11 September 2010

Ouch

What's wrong with me?
What's stopping me from being all that I can be as a follower of Christ?
Why am I so damned insecure, when God has given me eternal security?
Why am I always so tired, and constantly using it as an excuse not to live life fully?

There are people who are far worse off than me, some in my own family, and yet it's so often all about me, me, me. Ew. Just ew. I disgust myself sometimes, and I'm so glad that I don't disgust my God. Anyway.

So often I feel like I need to do great things for God, and not menial tasks like emptying the dishwasher, feeding baby deer, making more iced tea when we run out, helping with dinner, making messes then cleaning them up, making quilts and not being patient enough to make them perfect. I can't remember what day it was, but I was reading My Utmost For His Highest the other day, and O. Chambers said something that is now ringing true in my mind. One of the most dangerous thing in the world for Christians is to do things for God. To work for Him. As if He didn't die for us when we were still sinners. As if we needed to curry His favor...

As if He's ever needed our help!

No, we need to do things with Him. Empty the dishwasher with Him, because it's what He would do: "If then, your Lord and Teacher, have washed your feet, you also ought to wash one another's feet.
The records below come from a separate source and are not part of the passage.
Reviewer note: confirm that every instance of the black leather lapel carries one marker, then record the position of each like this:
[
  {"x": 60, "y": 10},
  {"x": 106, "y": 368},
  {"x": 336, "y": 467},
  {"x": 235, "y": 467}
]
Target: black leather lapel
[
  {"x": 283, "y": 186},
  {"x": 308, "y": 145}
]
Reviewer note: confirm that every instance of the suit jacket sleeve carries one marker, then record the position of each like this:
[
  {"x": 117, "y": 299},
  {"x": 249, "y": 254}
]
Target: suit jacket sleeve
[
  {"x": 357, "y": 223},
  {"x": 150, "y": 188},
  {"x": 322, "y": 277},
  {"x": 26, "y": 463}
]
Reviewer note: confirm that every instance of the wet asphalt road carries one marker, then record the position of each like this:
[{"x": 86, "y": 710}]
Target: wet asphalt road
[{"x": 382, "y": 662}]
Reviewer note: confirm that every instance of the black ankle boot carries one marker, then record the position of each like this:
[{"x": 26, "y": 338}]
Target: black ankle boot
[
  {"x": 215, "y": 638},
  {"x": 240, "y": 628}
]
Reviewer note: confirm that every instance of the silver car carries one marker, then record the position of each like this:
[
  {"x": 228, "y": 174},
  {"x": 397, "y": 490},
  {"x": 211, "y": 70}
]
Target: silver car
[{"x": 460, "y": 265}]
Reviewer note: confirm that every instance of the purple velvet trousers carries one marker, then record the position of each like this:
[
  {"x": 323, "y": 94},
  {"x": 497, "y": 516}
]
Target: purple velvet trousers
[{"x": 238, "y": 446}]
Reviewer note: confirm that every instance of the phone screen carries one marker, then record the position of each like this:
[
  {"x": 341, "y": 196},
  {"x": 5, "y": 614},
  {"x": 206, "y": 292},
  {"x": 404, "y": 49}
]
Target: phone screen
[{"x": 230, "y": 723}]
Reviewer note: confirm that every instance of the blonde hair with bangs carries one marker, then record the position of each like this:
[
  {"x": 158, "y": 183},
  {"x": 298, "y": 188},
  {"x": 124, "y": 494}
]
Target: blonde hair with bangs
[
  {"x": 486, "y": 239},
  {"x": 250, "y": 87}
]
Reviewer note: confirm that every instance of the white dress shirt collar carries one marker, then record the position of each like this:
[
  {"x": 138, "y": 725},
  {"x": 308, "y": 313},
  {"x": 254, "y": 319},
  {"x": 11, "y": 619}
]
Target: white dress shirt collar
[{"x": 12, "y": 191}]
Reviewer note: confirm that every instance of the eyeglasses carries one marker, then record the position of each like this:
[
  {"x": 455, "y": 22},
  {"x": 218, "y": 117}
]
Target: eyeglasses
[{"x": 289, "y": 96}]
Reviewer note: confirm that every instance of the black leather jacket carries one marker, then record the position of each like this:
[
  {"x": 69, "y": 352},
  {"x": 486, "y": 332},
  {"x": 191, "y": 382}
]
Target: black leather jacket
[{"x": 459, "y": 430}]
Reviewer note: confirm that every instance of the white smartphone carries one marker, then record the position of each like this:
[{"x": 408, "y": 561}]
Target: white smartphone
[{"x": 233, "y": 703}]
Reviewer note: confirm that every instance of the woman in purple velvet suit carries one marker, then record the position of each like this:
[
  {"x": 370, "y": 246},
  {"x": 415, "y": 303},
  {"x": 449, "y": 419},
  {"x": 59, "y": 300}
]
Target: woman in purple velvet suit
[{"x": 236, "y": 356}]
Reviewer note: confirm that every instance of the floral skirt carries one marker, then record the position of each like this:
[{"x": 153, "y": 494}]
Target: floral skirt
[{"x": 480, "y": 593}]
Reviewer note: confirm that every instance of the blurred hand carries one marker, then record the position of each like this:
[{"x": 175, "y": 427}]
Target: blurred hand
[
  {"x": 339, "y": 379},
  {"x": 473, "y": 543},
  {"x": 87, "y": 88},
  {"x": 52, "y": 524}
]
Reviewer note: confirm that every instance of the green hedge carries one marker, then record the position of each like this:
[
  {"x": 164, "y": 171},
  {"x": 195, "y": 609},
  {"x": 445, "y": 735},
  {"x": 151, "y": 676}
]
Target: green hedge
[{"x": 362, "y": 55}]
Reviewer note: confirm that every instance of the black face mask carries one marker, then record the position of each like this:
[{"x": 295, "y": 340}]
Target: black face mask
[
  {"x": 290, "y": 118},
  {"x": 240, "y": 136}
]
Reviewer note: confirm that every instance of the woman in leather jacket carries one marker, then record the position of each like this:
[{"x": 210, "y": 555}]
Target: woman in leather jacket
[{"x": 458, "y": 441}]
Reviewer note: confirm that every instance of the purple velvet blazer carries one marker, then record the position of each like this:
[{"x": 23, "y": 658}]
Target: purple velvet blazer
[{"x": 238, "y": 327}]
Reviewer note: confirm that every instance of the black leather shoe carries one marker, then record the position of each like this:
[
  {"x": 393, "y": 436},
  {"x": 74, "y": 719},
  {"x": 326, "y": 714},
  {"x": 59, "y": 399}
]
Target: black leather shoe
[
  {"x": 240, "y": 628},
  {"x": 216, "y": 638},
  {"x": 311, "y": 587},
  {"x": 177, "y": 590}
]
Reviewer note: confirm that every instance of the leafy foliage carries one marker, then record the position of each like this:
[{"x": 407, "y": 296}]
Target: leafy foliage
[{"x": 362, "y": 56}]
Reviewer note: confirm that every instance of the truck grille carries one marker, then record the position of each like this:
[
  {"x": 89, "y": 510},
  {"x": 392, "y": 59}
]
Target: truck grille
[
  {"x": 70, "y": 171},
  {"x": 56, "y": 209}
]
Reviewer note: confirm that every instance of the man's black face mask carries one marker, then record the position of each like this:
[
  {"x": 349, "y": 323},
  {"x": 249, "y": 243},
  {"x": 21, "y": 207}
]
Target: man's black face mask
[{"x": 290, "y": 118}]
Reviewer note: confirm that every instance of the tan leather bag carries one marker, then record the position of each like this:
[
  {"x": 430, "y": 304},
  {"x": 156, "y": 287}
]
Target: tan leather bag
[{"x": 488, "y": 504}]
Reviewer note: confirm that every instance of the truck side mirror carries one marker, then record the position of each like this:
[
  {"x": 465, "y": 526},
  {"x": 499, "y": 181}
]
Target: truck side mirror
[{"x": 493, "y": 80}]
For I have given you an example, that you should do as I have done to you. Most assuredly, I say to you, a servant is not greater than his master..."

Jesus washed feet. Jesus did commonplace, mundane things *gasp* Another good quote from O. Chambers "It takes God Almighty incarnate in us to do the meanest duty as it ought to be done." So true. If we work with God in whatever circumstances we find ourselves in, we will be prepared when the storms hit.

I barely survived the last two massive storms in my life and I did not end either one well. I was barely prepared. I had gotten stuck in a rut of forgetting my God in the commonplace. And I'm falling into it again. By God's grace I won't fall completely.

1 comment:

Calamity Colleen said...

Good thoughts, Love. I think everyone can relate to some of this.